Maria Bamford named her most recent comedy album “Unwanted Thoughts Syndrome” for a good reason: she suffers from it. But it also feeds her stand-up routines.
“I was about 10 years old and I stopped being able to sleep at night because I had these intense obsessions or fears that I was going to... usually a fear of doing something violent or sexual or something sort of taboo,” said Bamford, who will perform at 7:30 p.m. Friday at City Arts Center, 3000 General Pershing Blvd at State Fair Park. “It’s kind of like the person who compulsively washes their hands, except you’re trying to wash your thoughts. Like you go, ‘I’m not going to think about the elephant I just thought of,’ and then your brain won’t let you stop thinking about it.’”
Bamford originally dealt with the condition by squeezing her fists together or avoiding contact, she said, but then when she would have an incident, she often found that time had a way of bringing out the humor in bizarre events.
"Whenever there’s something painful in your life, something you think a lot about, and you get some distance from it, it sometimes becomes funny,” said Bamford, 40. “Like when you lose your temper with somebody at 7 Eleven, telling them you need more crushed ice until you get arrested and you’re in the cop car and you go, ‘Well, that was dumb,’ that becomes a good story.”

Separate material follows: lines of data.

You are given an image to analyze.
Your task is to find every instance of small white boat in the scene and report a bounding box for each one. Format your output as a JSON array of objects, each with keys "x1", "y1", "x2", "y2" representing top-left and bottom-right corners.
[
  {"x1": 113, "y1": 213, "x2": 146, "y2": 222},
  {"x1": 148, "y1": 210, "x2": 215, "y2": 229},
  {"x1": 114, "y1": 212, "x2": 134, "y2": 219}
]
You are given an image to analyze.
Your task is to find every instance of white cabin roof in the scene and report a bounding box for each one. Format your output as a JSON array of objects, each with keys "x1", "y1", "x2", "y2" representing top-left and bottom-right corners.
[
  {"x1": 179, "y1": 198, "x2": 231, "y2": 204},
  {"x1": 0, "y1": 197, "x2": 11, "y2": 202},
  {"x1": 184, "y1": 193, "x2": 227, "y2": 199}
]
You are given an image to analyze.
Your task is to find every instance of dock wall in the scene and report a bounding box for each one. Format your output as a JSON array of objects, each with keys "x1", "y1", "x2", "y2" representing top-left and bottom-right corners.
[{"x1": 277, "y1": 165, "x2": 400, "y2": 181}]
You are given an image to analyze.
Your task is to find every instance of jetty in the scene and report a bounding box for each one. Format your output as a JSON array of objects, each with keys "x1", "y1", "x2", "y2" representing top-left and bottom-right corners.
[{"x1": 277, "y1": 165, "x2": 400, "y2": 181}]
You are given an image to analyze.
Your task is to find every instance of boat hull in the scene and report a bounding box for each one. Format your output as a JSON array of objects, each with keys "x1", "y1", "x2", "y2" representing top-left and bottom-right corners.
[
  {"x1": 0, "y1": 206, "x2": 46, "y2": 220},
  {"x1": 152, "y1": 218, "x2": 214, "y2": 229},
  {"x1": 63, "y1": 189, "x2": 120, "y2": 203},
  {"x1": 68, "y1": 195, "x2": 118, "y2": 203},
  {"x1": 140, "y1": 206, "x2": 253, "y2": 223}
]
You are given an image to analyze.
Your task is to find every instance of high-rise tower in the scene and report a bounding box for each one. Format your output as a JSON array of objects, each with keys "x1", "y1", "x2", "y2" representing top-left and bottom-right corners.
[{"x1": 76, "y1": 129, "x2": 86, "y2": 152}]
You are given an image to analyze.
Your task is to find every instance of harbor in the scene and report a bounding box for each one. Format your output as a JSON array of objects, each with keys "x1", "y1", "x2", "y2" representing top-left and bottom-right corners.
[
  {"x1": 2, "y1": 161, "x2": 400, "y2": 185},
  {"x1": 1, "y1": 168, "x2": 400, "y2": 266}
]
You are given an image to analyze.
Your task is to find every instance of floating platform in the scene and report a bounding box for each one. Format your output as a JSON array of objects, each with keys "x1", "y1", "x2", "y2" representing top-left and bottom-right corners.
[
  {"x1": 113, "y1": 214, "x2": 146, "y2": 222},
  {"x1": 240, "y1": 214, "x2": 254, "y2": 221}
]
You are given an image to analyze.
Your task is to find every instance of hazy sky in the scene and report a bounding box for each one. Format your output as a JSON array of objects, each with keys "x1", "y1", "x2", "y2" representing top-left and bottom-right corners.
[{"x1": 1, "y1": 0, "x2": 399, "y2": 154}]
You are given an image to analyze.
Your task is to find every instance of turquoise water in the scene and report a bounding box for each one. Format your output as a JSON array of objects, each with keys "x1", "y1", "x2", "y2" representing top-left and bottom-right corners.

These days, Bamford is filled with such good stories and comes armed with an amazing array of voices that bring them to life during her performances. Her voice characterizations can turn on a dime, going from a demented baby voice to Alicia Keys from zero to 60. Ridiculous family arguments about politics and religion provide the fuel for her bizarre but realistic bits about her mother, and Bamford precisely executes her mom’s Minnesota accent.